Lyn Brodie stressed the need for both members and the organisation itself to remain open to change.
“Intuitively we continually monitor change and consider the risks and opportunities in the rapidly changing environment, and annually consider change when reviewing strategy,” said Ms Brodie.
“Optometry 2040 has taught us that the future will be here before we know it and that future will deliver an optometry sector that will be very different to what it is today. An organisation that has survived for over 100 years is impressive, but one that is weighed down by the past will not thrive in the future – there are far too many examples of organisations who failed to cede to, or take advantage of, change that are now relegated to history.

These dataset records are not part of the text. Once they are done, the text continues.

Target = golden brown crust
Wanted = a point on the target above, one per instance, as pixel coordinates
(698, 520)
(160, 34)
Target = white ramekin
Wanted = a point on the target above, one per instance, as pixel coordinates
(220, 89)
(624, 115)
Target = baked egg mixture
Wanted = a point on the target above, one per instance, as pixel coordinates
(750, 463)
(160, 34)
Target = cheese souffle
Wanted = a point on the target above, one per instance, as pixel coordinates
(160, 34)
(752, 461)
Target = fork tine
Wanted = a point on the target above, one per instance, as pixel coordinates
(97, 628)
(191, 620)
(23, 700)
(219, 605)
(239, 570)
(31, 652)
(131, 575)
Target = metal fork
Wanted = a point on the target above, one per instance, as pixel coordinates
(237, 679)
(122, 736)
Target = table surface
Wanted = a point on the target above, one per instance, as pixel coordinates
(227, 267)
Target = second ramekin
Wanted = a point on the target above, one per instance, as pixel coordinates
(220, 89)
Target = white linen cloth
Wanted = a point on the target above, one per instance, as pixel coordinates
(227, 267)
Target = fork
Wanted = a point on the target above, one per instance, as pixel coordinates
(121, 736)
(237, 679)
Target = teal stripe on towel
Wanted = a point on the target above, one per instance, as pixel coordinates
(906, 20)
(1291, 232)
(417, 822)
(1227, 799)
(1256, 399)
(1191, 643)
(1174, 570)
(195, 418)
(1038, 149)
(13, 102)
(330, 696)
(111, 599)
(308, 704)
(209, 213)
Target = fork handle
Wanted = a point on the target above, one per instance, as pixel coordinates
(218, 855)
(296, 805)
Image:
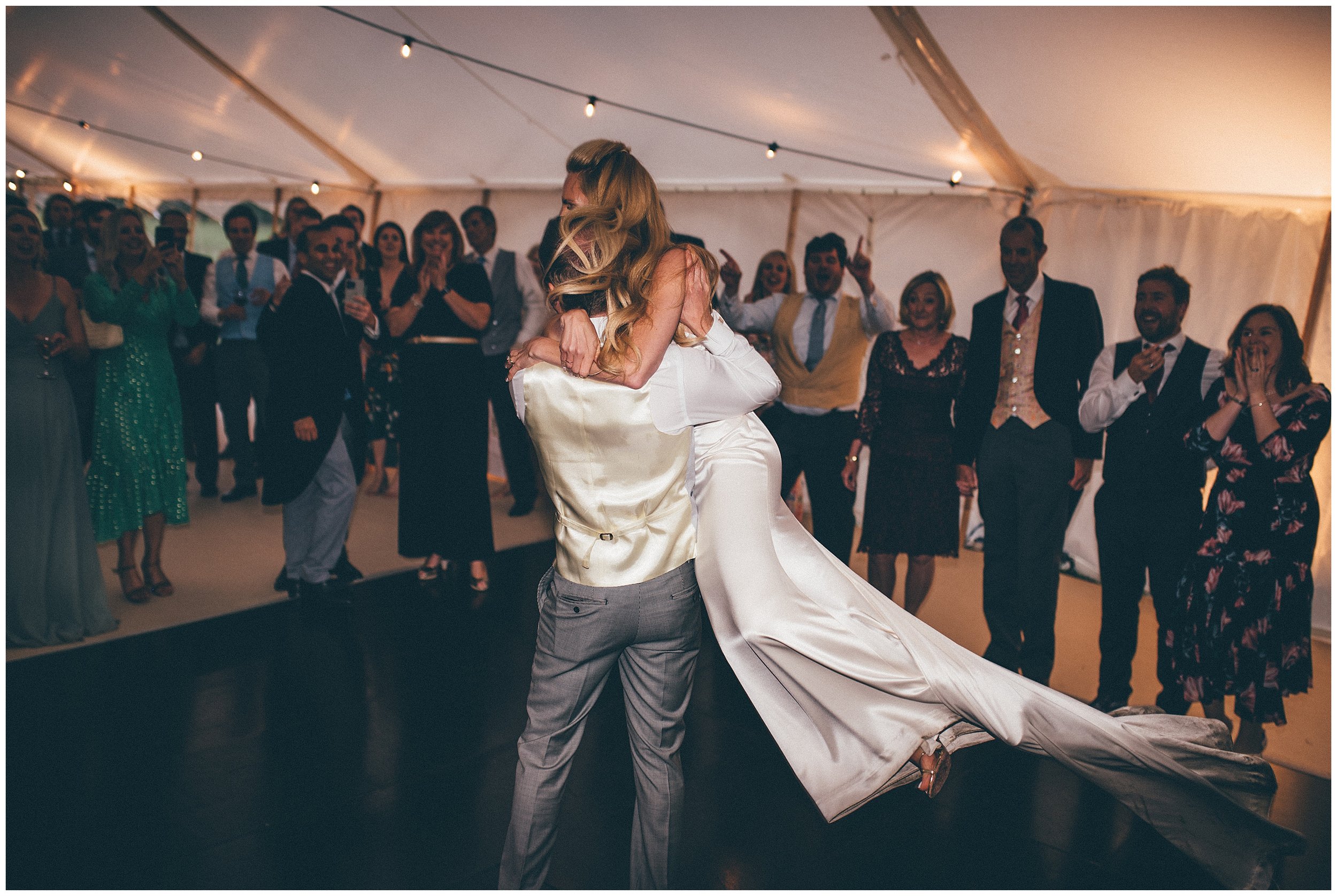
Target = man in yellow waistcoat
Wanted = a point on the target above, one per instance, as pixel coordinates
(1019, 439)
(820, 340)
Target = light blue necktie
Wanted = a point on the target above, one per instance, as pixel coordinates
(817, 335)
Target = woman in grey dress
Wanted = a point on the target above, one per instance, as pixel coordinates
(54, 583)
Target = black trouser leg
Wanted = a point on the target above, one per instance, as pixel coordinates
(1124, 573)
(517, 450)
(824, 457)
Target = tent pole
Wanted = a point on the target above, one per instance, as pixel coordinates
(944, 86)
(1316, 295)
(194, 207)
(367, 181)
(793, 225)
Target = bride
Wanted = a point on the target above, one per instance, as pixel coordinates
(860, 696)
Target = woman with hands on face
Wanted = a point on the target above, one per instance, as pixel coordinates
(445, 513)
(1248, 590)
(137, 479)
(54, 582)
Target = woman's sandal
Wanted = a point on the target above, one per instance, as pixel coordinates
(932, 780)
(164, 589)
(134, 596)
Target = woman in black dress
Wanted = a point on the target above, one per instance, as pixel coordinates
(389, 283)
(1248, 591)
(911, 505)
(444, 507)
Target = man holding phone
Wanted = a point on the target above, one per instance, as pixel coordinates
(244, 281)
(191, 350)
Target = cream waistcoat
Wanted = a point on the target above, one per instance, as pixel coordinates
(1017, 374)
(618, 483)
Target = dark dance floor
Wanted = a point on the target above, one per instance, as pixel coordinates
(376, 750)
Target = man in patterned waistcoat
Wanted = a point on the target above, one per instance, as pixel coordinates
(1145, 395)
(1018, 439)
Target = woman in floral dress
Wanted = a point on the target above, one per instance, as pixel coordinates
(1247, 593)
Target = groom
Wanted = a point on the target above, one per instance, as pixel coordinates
(617, 463)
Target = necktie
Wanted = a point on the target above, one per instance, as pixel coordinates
(242, 281)
(817, 335)
(1154, 380)
(1022, 312)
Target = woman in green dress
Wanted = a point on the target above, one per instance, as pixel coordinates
(138, 473)
(54, 591)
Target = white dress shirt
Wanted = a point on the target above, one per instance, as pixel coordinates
(1033, 297)
(760, 318)
(1108, 396)
(209, 303)
(534, 316)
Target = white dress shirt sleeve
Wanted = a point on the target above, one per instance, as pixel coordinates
(1108, 396)
(534, 315)
(723, 377)
(876, 313)
(750, 318)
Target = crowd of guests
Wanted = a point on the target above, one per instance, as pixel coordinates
(392, 352)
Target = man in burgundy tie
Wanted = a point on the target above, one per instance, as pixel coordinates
(1019, 441)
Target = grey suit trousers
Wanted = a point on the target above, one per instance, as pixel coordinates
(651, 631)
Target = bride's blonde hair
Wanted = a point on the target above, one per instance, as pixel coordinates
(613, 244)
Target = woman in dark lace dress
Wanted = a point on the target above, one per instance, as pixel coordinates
(912, 505)
(1247, 593)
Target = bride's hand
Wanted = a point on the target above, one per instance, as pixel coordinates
(539, 350)
(579, 343)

“Optometry Australia understands that having a more structured process of continually monitoring internal and external change is critical. We recognise we need to be nimble and responsive, as well as courageous. Organisationally, we need to constantly consider operating models to ensure we can be for members not just now, but in 20, 40, 50 years and more. That may entail minor or major structural reforms that always put members’ needs front and centre,” Ms Brodie said.
In the meantime, Ms Brodie said Optometry Australia is focused on progressing the 2040 findings and is seeking member feedback.
“We have been implementing a number of initiatives as a result of the Optometry 2040 findings. We will now work actively with members to support them in adapting to change on a continuous basis, through a series of workshops around the country. We are also keen to understand, from members, what they need from us in the short and long term.”